Incansável e obstinado lutador pelas causas dos desfavorecidos, dos abandonados de sempre, o teólogo Leonardo Boff diz que os brasileiros somos herdeiros de quatro sombras que pesam sobre nós e que originaram e originam a violência: nosso passado colonial violento, o genocídio indígena, a escravidão, que segundo ele é a mais nefasta de todas, e a Lei das Terras, que exclui os pobres e negros do acesso à terra e deixou-os à mercê do arbítrio do grande latifúndio.

Pois essas sombras continuam enevoando o horizonte e corroendo qualquer perspectiva de um futuro de justiça e igualdade.

Passados 25 anos do massacre de Eldorado do Carajás, continuam cravadas na alma e na memória dos que lutam pelo direito a um pedaço de terra os mesmos troncos queimados das castanheiras erguidos em círculo, lá na curva do S, entrada da Vila 17 de Abril.
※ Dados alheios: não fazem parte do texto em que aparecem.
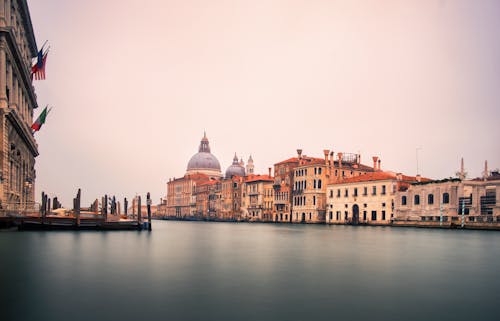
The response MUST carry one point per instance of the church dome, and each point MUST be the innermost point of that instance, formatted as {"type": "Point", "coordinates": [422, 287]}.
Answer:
{"type": "Point", "coordinates": [236, 169]}
{"type": "Point", "coordinates": [203, 161]}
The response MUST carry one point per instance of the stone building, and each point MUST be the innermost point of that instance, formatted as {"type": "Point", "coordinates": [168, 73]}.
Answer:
{"type": "Point", "coordinates": [254, 197]}
{"type": "Point", "coordinates": [205, 195]}
{"type": "Point", "coordinates": [18, 147]}
{"type": "Point", "coordinates": [365, 199]}
{"type": "Point", "coordinates": [204, 162]}
{"type": "Point", "coordinates": [445, 201]}
{"type": "Point", "coordinates": [202, 167]}
{"type": "Point", "coordinates": [231, 197]}
{"type": "Point", "coordinates": [309, 189]}
{"type": "Point", "coordinates": [283, 182]}
{"type": "Point", "coordinates": [181, 201]}
{"type": "Point", "coordinates": [310, 180]}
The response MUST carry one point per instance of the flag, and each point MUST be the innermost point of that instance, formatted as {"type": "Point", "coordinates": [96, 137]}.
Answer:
{"type": "Point", "coordinates": [38, 69]}
{"type": "Point", "coordinates": [40, 120]}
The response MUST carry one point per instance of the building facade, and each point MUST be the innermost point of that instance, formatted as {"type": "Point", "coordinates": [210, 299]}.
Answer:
{"type": "Point", "coordinates": [18, 147]}
{"type": "Point", "coordinates": [365, 199]}
{"type": "Point", "coordinates": [283, 183]}
{"type": "Point", "coordinates": [254, 198]}
{"type": "Point", "coordinates": [310, 180]}
{"type": "Point", "coordinates": [447, 201]}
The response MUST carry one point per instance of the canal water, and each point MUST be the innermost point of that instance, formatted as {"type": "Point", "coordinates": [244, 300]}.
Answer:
{"type": "Point", "coordinates": [241, 271]}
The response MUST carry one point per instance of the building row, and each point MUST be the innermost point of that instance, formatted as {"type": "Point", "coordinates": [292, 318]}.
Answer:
{"type": "Point", "coordinates": [334, 189]}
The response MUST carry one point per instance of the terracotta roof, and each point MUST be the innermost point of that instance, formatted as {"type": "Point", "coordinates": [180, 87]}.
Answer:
{"type": "Point", "coordinates": [255, 178]}
{"type": "Point", "coordinates": [379, 176]}
{"type": "Point", "coordinates": [290, 160]}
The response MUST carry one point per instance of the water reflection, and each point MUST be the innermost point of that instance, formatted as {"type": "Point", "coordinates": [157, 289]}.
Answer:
{"type": "Point", "coordinates": [219, 271]}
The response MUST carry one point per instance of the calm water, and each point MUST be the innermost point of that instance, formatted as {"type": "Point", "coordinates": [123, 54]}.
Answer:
{"type": "Point", "coordinates": [224, 271]}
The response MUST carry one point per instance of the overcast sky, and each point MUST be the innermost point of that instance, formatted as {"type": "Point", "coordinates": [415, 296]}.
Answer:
{"type": "Point", "coordinates": [134, 84]}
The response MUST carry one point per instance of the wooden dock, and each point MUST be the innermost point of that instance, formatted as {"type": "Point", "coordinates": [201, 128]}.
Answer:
{"type": "Point", "coordinates": [92, 218]}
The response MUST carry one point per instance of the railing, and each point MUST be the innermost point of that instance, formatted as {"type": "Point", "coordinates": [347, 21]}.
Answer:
{"type": "Point", "coordinates": [16, 209]}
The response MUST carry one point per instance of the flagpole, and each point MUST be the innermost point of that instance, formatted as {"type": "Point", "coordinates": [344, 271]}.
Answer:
{"type": "Point", "coordinates": [44, 44]}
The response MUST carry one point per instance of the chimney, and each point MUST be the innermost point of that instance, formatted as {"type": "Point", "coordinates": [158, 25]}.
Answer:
{"type": "Point", "coordinates": [375, 159]}
{"type": "Point", "coordinates": [461, 175]}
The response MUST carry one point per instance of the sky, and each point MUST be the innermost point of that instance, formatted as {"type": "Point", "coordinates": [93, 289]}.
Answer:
{"type": "Point", "coordinates": [135, 83]}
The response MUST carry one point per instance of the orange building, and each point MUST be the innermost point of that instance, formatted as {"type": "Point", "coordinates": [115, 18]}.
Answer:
{"type": "Point", "coordinates": [254, 198]}
{"type": "Point", "coordinates": [283, 182]}
{"type": "Point", "coordinates": [311, 177]}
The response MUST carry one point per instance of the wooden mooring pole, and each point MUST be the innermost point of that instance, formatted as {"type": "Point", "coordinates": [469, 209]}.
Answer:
{"type": "Point", "coordinates": [76, 207]}
{"type": "Point", "coordinates": [139, 215]}
{"type": "Point", "coordinates": [149, 211]}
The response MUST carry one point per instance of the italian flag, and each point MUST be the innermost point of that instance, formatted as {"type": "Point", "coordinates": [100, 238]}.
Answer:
{"type": "Point", "coordinates": [40, 120]}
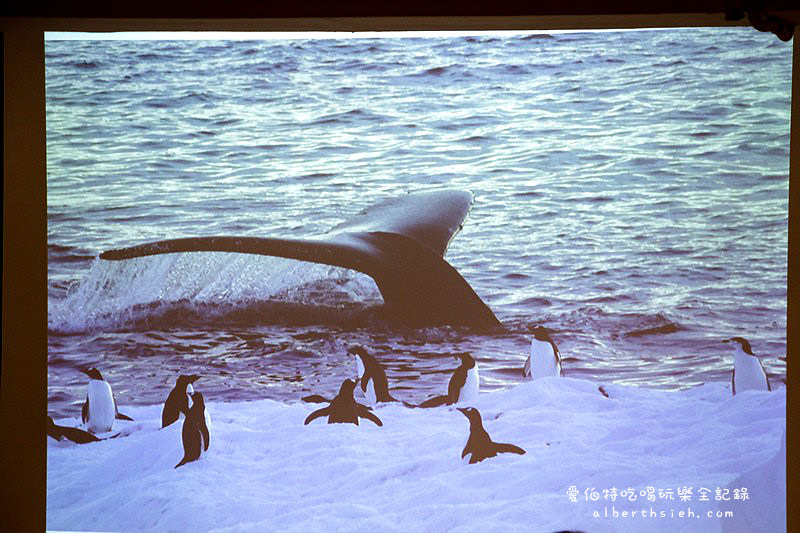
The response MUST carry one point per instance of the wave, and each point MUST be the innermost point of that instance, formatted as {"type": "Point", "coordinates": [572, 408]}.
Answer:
{"type": "Point", "coordinates": [201, 289]}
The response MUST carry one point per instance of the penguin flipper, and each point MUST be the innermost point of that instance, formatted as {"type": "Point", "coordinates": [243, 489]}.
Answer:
{"type": "Point", "coordinates": [206, 437]}
{"type": "Point", "coordinates": [168, 415]}
{"type": "Point", "coordinates": [118, 415]}
{"type": "Point", "coordinates": [315, 398]}
{"type": "Point", "coordinates": [465, 451]}
{"type": "Point", "coordinates": [500, 447]}
{"type": "Point", "coordinates": [363, 412]}
{"type": "Point", "coordinates": [316, 414]}
{"type": "Point", "coordinates": [436, 401]}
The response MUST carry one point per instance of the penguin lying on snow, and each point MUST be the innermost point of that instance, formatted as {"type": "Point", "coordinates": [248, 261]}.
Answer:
{"type": "Point", "coordinates": [195, 431]}
{"type": "Point", "coordinates": [100, 408]}
{"type": "Point", "coordinates": [76, 435]}
{"type": "Point", "coordinates": [544, 359]}
{"type": "Point", "coordinates": [463, 386]}
{"type": "Point", "coordinates": [178, 399]}
{"type": "Point", "coordinates": [479, 443]}
{"type": "Point", "coordinates": [344, 408]}
{"type": "Point", "coordinates": [748, 372]}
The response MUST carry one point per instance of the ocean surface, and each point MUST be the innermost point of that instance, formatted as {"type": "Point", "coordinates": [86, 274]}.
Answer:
{"type": "Point", "coordinates": [631, 195]}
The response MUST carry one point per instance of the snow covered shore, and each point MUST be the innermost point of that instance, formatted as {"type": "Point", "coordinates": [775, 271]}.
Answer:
{"type": "Point", "coordinates": [265, 470]}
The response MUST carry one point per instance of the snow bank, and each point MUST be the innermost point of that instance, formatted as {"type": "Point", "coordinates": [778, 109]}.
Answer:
{"type": "Point", "coordinates": [266, 470]}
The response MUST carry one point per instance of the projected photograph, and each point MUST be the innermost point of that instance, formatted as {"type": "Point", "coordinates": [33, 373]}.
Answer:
{"type": "Point", "coordinates": [417, 282]}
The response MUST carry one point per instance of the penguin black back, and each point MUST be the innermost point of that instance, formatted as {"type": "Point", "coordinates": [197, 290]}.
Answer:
{"type": "Point", "coordinates": [195, 432]}
{"type": "Point", "coordinates": [178, 400]}
{"type": "Point", "coordinates": [373, 371]}
{"type": "Point", "coordinates": [344, 408]}
{"type": "Point", "coordinates": [459, 377]}
{"type": "Point", "coordinates": [456, 384]}
{"type": "Point", "coordinates": [479, 444]}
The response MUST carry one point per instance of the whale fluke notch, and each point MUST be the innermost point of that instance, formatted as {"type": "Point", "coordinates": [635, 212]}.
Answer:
{"type": "Point", "coordinates": [400, 243]}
Cravadas na terra que é sua última morada, continuam as mesmas 19 cruzes nos cemitérios de Curionópolis, Parauapebas, Marabá e Eldorado do Carajás.

A sombra dos troncos queimados e das cruzes plantadas na terra do Pará se estende como imensa mancha sobre todo este país.

Como lamento dos injustiçados de sempre.

Eric Nepomuceno é jornalista, escritor, contista, tradutor e autor do livro Massacre - Eldorado do Carajás - uma história de impunidade, da editora Record.